Baltimore housing accord could be model for cities, Secretary Cisneros says $300 million settlement will help break cycle of poverty, officials say

April 09, 1996|By James Bock | James Bock,SUN STAFF

WASHINGTON -- U.S. Housing Secretary Henry G. Cisneros said yesterday that a Baltimore agreement to demolish public-housing high-rises and relocate tenants in middle-income areas could be a model for other cities to follow.

Mr. Cisneros announced the partial settlement of a 1995 desegregation lawsuit filed by the American Civil Liberties Union of Maryland against Baltimore, its housing authority and the U.S. Department of Housing and Urban Development.

The agreement would guarantee $300 million in federal funds to replace four dilapidated high-rise complexes and to house 3,200 black families, two-thirds of them in mostly white, middle-income neighborhoods.

The accord, which was reported in The Sun yesterday, must be signed by a federal judge before taking effect.

Mr. Cisneros called the agreement a "triple big deal," noting that it gives Baltimore three times as much federal money as the city's 1994 designation by HUD as an "empowerment zone."

"The stakes are pretty large," Mr. Cisneros said. "If we fail at this, America's cities will become more segmented, divided by race and class."

Mayor Kurt L. Schmoke, who spoke to a celebratory news conference by telephone, said the agreement was "a great opportunity for us to show we can break the cycle of poverty."

Three public-housing tenants who were plaintiffs in the class-action suit posed for pictures with Mr. Cisneros and said they were eager for the agreement to take effect.

Isaac Neal, 59, said he was saving to buy a car. Without one, he said, he wouldn't be able to venture far from the inner city.

Now that a settlement has been reached, he said, public-housing tenants must be ready to assume the responsibility of living in "better neighborhoods."

"If people want to go to the counties, they must be prepared to live there and not go with negative attitudes," he said.

Carmen Thompson, 34, said she hoped to move to Baltimore County to find a better school for her 11-year-old son.

"This is wonderful," she said.

Mr. Cisneros said the agreement, which will be phased in over

six years, was "good for people throughout the metropolitan area of Baltimore."

But Rep. Robert L. Ehrlich Jr., a Baltimore County Republican who opposes the plan, said the agreement "will use the Baltimore metropolitan region as the testing ground for an ill-fated experiment in social engineering."

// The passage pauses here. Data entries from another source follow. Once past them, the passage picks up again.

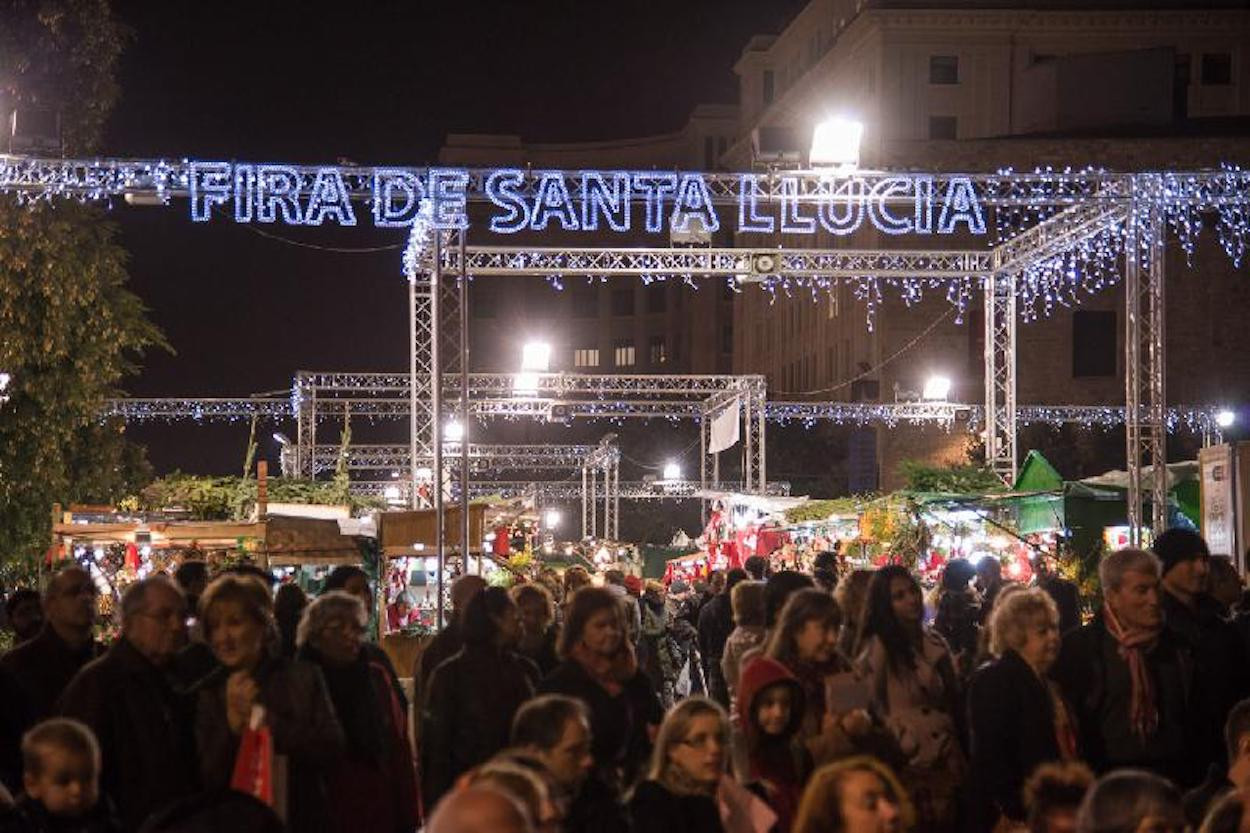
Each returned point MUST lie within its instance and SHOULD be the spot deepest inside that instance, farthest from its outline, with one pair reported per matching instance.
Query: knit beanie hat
(1176, 545)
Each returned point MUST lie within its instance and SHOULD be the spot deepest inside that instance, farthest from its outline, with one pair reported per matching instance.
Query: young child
(771, 762)
(61, 783)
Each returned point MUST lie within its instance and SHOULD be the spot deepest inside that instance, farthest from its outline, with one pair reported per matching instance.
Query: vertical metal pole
(413, 387)
(1133, 368)
(465, 544)
(749, 447)
(703, 468)
(585, 515)
(436, 407)
(761, 439)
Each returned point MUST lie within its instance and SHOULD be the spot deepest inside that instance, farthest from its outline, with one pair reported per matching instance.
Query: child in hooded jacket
(771, 761)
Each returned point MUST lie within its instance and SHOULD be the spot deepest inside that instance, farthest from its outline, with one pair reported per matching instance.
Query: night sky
(371, 83)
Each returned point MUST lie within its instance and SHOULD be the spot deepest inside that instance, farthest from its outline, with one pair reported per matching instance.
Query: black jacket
(29, 816)
(618, 724)
(468, 713)
(304, 727)
(655, 809)
(1066, 598)
(1096, 684)
(1220, 667)
(145, 729)
(31, 678)
(596, 808)
(1011, 719)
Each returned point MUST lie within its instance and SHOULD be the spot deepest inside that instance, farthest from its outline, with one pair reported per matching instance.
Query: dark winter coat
(1066, 598)
(1096, 684)
(655, 809)
(1011, 718)
(145, 729)
(29, 816)
(596, 808)
(31, 679)
(468, 713)
(305, 732)
(1220, 667)
(715, 624)
(374, 783)
(619, 723)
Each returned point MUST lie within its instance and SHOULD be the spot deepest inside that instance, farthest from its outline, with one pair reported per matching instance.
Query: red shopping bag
(254, 764)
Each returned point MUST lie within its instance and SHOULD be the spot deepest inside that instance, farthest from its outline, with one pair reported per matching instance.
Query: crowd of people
(758, 702)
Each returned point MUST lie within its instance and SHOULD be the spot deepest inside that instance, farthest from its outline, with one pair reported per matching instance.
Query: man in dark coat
(715, 624)
(555, 729)
(1196, 619)
(470, 701)
(34, 674)
(145, 726)
(1128, 678)
(446, 642)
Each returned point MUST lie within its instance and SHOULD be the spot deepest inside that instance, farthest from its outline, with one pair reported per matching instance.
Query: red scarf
(1134, 642)
(609, 672)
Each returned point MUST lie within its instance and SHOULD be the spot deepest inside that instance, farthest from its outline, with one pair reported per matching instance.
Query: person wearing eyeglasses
(143, 722)
(35, 673)
(294, 704)
(375, 781)
(690, 756)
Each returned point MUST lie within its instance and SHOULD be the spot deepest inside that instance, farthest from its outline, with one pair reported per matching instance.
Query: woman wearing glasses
(375, 781)
(679, 793)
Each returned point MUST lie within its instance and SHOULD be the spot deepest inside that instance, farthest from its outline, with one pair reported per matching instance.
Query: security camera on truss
(559, 413)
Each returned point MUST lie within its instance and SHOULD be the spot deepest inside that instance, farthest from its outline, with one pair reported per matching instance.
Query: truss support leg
(1001, 453)
(305, 429)
(585, 513)
(1145, 359)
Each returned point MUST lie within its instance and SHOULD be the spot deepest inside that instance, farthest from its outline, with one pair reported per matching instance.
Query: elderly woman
(473, 696)
(854, 796)
(375, 781)
(256, 687)
(539, 632)
(599, 668)
(679, 793)
(1016, 714)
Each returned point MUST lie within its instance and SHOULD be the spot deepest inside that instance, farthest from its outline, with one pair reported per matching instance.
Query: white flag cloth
(724, 428)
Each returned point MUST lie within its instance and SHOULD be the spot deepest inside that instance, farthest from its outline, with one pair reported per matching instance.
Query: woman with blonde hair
(1016, 714)
(255, 686)
(679, 792)
(854, 796)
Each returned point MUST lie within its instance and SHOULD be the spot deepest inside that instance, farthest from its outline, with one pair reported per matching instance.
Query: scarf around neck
(1133, 644)
(610, 672)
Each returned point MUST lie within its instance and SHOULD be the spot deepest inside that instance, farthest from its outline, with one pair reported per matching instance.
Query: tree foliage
(70, 329)
(956, 479)
(231, 498)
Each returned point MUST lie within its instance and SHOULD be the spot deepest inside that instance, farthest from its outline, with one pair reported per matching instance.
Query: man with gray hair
(34, 674)
(1126, 678)
(144, 724)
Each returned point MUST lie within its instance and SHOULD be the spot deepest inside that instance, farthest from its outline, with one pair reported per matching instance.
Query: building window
(656, 350)
(585, 302)
(623, 302)
(1093, 343)
(624, 353)
(944, 69)
(1216, 69)
(656, 298)
(943, 126)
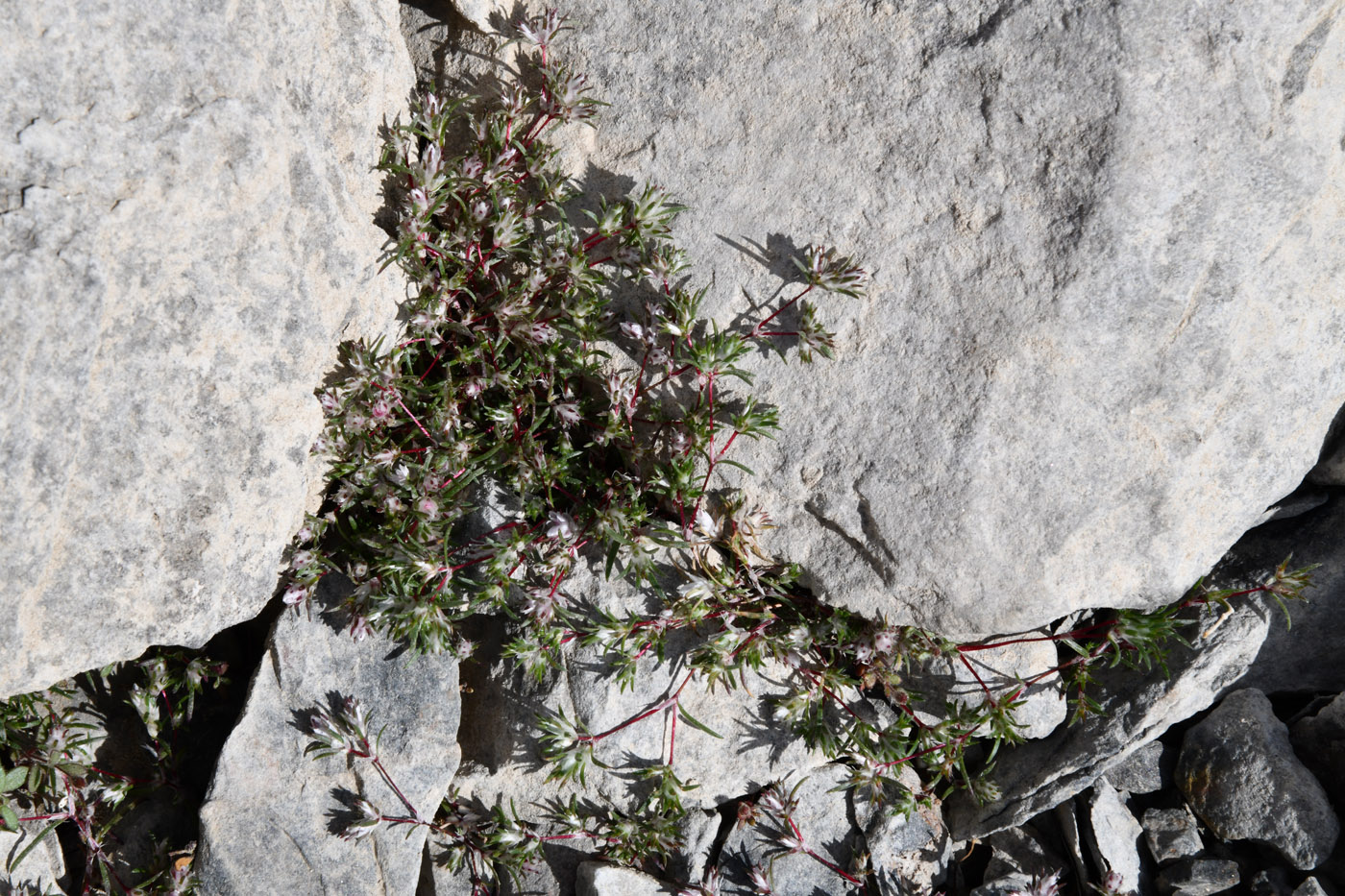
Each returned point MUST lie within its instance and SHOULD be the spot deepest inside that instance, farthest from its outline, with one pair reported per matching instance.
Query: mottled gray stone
(1320, 741)
(1137, 708)
(1310, 886)
(601, 879)
(1273, 882)
(42, 871)
(1018, 851)
(272, 811)
(1142, 772)
(1172, 835)
(1006, 885)
(1091, 228)
(1199, 878)
(185, 234)
(1240, 775)
(1113, 835)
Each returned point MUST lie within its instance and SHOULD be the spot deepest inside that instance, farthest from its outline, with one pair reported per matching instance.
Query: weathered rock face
(1106, 305)
(185, 234)
(273, 812)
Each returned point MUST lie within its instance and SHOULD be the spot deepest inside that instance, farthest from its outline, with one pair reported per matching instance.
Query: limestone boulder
(1106, 308)
(187, 231)
(275, 812)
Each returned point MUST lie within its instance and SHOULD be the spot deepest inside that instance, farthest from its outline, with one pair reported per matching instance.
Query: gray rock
(1273, 882)
(1240, 775)
(272, 809)
(601, 879)
(1199, 878)
(1310, 886)
(1320, 741)
(1172, 835)
(1018, 851)
(1113, 835)
(501, 752)
(1307, 654)
(1056, 395)
(185, 234)
(42, 871)
(998, 671)
(1142, 772)
(1066, 821)
(1008, 885)
(824, 819)
(907, 853)
(1137, 709)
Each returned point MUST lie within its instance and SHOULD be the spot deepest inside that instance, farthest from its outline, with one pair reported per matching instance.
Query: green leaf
(31, 846)
(12, 779)
(696, 724)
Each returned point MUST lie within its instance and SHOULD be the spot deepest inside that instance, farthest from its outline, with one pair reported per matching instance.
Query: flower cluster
(49, 774)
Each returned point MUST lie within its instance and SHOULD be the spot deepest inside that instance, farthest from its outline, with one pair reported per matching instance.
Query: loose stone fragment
(1199, 878)
(601, 879)
(1172, 835)
(1115, 835)
(1320, 741)
(1240, 775)
(1142, 772)
(273, 812)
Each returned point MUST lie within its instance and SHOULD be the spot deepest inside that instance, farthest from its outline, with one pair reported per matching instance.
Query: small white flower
(568, 413)
(295, 594)
(561, 526)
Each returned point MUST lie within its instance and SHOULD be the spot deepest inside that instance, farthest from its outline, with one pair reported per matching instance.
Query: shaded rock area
(1240, 775)
(185, 234)
(1103, 343)
(273, 812)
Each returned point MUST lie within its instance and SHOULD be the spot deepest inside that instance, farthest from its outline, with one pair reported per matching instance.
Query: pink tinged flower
(885, 641)
(541, 604)
(359, 628)
(561, 526)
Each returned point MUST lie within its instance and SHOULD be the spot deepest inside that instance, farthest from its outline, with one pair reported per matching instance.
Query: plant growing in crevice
(568, 366)
(51, 777)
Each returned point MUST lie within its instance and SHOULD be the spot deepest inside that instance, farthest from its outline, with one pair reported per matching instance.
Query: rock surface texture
(1240, 775)
(272, 812)
(1092, 230)
(185, 234)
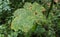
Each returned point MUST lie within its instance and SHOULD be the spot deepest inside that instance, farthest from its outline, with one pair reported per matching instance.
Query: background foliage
(29, 18)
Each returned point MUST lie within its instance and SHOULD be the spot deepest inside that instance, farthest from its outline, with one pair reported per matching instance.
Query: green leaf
(24, 18)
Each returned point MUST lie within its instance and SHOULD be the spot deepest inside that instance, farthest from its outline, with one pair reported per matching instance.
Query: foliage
(29, 18)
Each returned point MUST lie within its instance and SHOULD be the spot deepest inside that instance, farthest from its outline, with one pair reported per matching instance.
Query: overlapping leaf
(25, 17)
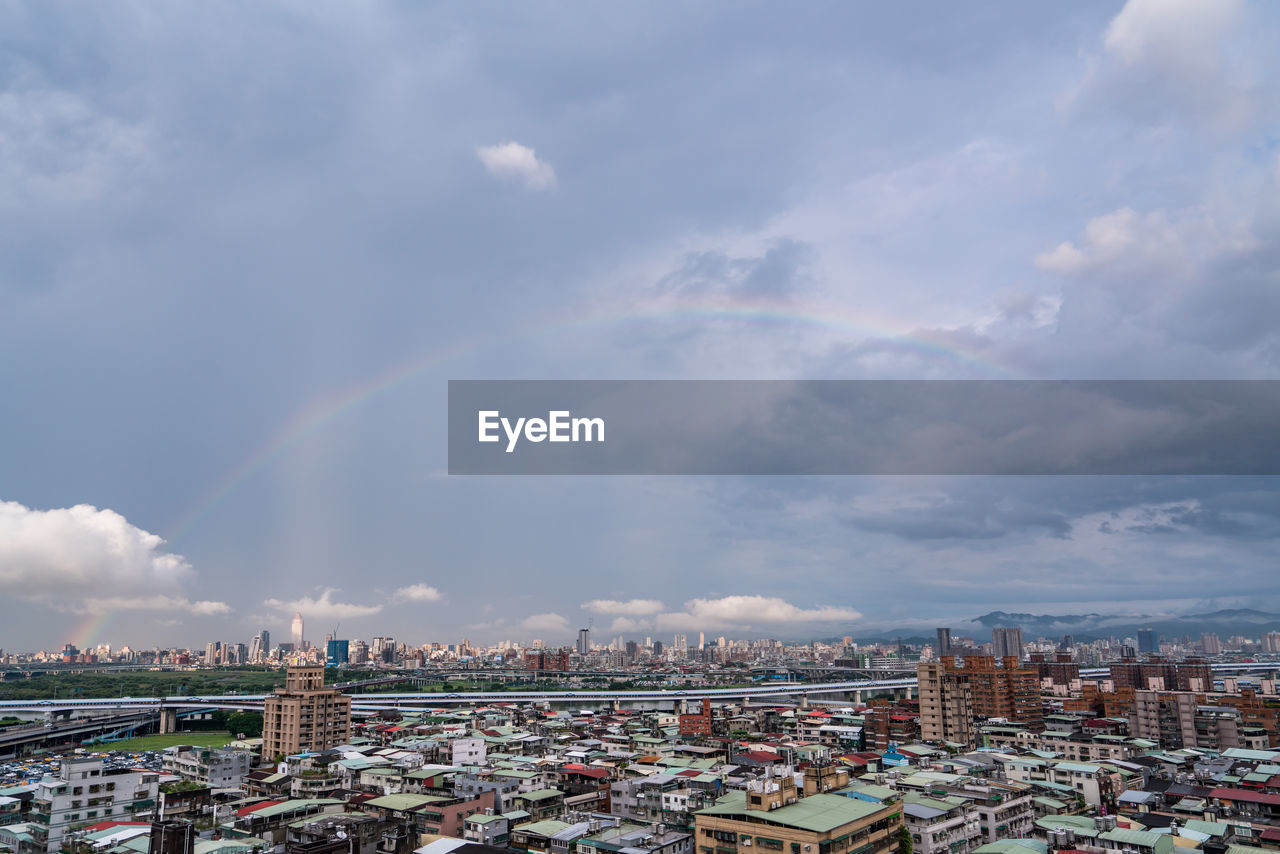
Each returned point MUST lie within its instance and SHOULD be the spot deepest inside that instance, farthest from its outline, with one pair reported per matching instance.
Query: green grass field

Mr. Ehrlich issued a statement calling the settlement "bad housing policy" that "elevates race over economic status as a factor in determining where people may live and what entitlements they may receive."

Mr. Cisneros said the agreement redresses a wrong -- segregating black families in pockets of poverty -- and gives public-housing families a chance to improve their lot by living in safe communities, close to jobs and good schools.

"This will make a difference in people's lives. We know it will," he said.